# The Wheelchair



## Vmlopes (Jan 8, 2012)

........


----------



## Big D Cro (Feb 4, 2011)

Creepy atmosphere and interesting PP.


----------



## Culainn (Sep 2, 2009)

Great photography. Top Job!


----------



## The Cueball (Feb 8, 2007)

That creeps the s**t out of me for some reason....

spooky.... good pic though....

:thumb:


----------



## slim_boy_fat (Jun 23, 2006)

Looks to have been taken where the Adamms Family live......:wave:


----------



## ITHAQVA (Feb 20, 2011)

That Chair reminds me of the film "Session 9" :thumb:


----------



## AaronGTi (Nov 2, 2010)

Reminds me of texas chainsaw where they go in to the house n that creepy old guy is spinning about on a wheel chair.


----------



## Duke Wellington (Dec 1, 2009)

I like the image very much, the atmospheric feeling and the detail, a very good bit of HDR work there.

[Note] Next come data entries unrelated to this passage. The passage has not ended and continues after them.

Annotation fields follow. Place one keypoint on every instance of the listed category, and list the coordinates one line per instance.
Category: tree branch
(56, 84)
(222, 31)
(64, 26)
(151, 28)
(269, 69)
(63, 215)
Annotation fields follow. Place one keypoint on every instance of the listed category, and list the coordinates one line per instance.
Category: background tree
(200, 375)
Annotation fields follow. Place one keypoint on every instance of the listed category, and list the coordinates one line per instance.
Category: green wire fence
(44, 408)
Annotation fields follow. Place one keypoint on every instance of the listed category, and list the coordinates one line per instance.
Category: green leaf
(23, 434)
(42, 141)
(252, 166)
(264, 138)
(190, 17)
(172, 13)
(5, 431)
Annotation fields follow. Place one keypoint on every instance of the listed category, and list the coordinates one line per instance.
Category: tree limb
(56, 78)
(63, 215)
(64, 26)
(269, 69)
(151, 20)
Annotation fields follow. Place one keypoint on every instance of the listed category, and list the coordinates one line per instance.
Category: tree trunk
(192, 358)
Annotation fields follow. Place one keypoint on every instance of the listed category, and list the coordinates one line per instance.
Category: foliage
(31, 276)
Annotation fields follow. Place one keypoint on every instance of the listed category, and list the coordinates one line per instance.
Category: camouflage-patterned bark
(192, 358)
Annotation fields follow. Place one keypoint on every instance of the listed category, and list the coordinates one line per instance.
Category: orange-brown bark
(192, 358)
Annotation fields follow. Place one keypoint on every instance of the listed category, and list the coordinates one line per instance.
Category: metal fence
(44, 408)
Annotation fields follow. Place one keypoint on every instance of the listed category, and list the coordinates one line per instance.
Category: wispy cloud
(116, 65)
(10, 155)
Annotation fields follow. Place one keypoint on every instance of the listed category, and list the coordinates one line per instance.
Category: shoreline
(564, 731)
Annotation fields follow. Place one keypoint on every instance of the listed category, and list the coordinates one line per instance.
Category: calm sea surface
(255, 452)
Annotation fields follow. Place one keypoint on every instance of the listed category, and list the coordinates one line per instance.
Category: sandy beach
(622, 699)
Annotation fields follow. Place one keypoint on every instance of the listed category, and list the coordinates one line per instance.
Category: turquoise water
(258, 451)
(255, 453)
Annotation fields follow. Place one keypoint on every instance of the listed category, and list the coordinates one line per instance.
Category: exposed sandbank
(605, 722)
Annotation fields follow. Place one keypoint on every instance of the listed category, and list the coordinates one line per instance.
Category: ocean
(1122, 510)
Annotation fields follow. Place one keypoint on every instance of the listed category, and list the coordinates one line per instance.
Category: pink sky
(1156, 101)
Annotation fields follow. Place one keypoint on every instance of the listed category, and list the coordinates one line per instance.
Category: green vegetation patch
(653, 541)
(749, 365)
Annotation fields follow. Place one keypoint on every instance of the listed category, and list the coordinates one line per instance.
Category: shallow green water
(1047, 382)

I see it was processed by MACHINERY, not used it must have a look at this.


----------



## NickTB (Feb 4, 2007)

Really like this. I love the almost cartoon feel of the HDR. And a good angle too


----------



## bigmc (Mar 22, 2010)

Looks like something from House on Haunted hill.


----------



## B2ONGO (May 5, 2011)

I was noseying around some flickr groups like "abandoned and urban exploration" the other day and found a few images in this style. 

Really like them and this ones a cracker - great work.


----------



## pooma (Apr 12, 2008)

Cracking shot, I'm liking your style of photography, keep 'em coming:thumb:


----------



## Brazo (Oct 27, 2005)

For me this moves into the realm of digital art rather than photography, I can however appreciate the work that would of gone into it.


----------



## vectra ed (Feb 4, 2006)

Hi there, Vmlopes, a familiar face. Recognised elsewhere. Super photo.


----------



## Vmlopes (Jan 8, 2012)

vectra ed said:


> Hi there, Vmlopes, a familiar face. Recognised elsewhere. Super photo.


Go on enlighten me??


----------



## Buck (Jan 16, 2008)

Very interesting processing


----------



## gibzy (Feb 25, 2011)

Excellent photo, ive already seen it over on the photography-forum.

well done


----------



## MR Ray (Jun 29, 2007)

Where's the photo gone?


----------